In the error explorer detail page > Error Distribution Chart, based on the fields error_message
and error_types
, aggregate statistics for similar error traces within the selected time range of the error explorer, and automatically select the appropriate time interval to display the error distribution trend, helping you intuitively see the time points or ranges when errors frequently occur, quickly locating trace issues.
Pattern Analysis¶
If you need to view errors with higher frequency, you can choose the Pattern Analysis list in Guance workspace Application Performance Monitoring > Error Tracking.
Pattern Analysis performs similarity calculations on all trace data based on clustering fields. According to the selected time range in the upper-right corner, it fixes the current time period and retrieves 10,000 data entries within that period for cluster analysis. Similar error traces are aggregated, and common patterns are extracted and counted to help quickly identify abnormal traces and locate problems.

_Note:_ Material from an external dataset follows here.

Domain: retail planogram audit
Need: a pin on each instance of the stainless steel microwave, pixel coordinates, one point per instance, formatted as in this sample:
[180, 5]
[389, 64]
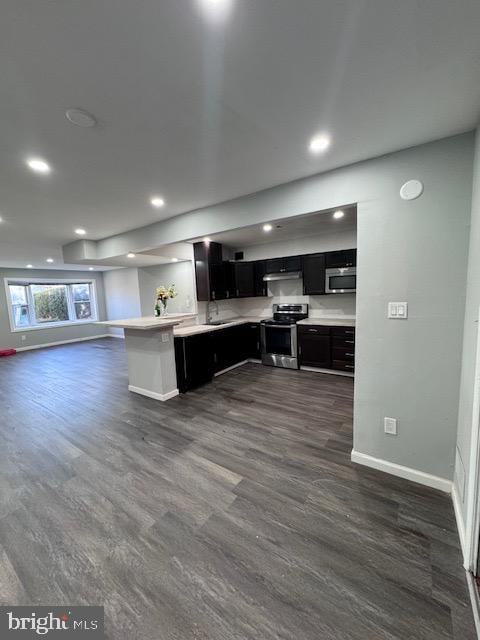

By default, aggregation is done based on the error_message
field, but up to 3 custom clustering fields can be input.
Pattern Analysis Details¶
- In the pattern analysis list, you can click any error to view all related error traces, and clicking the trace will take you to the error trace details page for analysis;
- On the pattern analysis page, click the sort icon & to sort the document quantity in ascending/descending order (default descending).
- If you need to export a particular data entry, open its details page and click the icon in the top-right corner.
Automatic Issue Discovery¶
Based on Guance's monitoring data from APM Error Tracking, once you enable the Automatic Issue Discovery configuration, the system will statistically aggregate corresponding anomaly data according to different grouping dimensions and perform stack tracing for subsequent similar issues, automatically condensing them into Issues. Issues generated through this entry will help you intuitively obtain the context and root cause of the problem, significantly reducing the average time to resolve issues.
Start Configuration¶
Note: Before enabling this configuration, you must configure rules first. Otherwise, it will not support enabling.
Data Source: i.e., the activation entry of the current configuration page.
Composite Dimensions: Classification and statistics based on configured field combinations, including service
, version
, resource
, error_type
.
For the data source, you can add filtering conditions to filter the data, and Guance will further query the data that meets the conditions, narrowing down the scope of available data.
Detection Frequency: Guance will query the data time range based on the frequency you select, including 5 minutes, 10 minutes, 15 minutes, 30 minutes, and 1 hour.
Issue Definition: After enabling this configuration, Issues will be presented externally based on the definition here. To avoid missing information, fill out sequentially.
In both the Title and Description sections of the Issue, the following template variables are supported:
Variable | Meaning |
---|---|
count |
Statistical count |
service |
Service name |
version |
Version |
resource |
Resource name |
error_type |
Error type |
error_message |
Error content |
error_stack |
Error stack |
View Issues¶
After saving the configuration and enabling it, the Issues automatically discovered and generated by the system will be displayed in Console > Incident Tracking.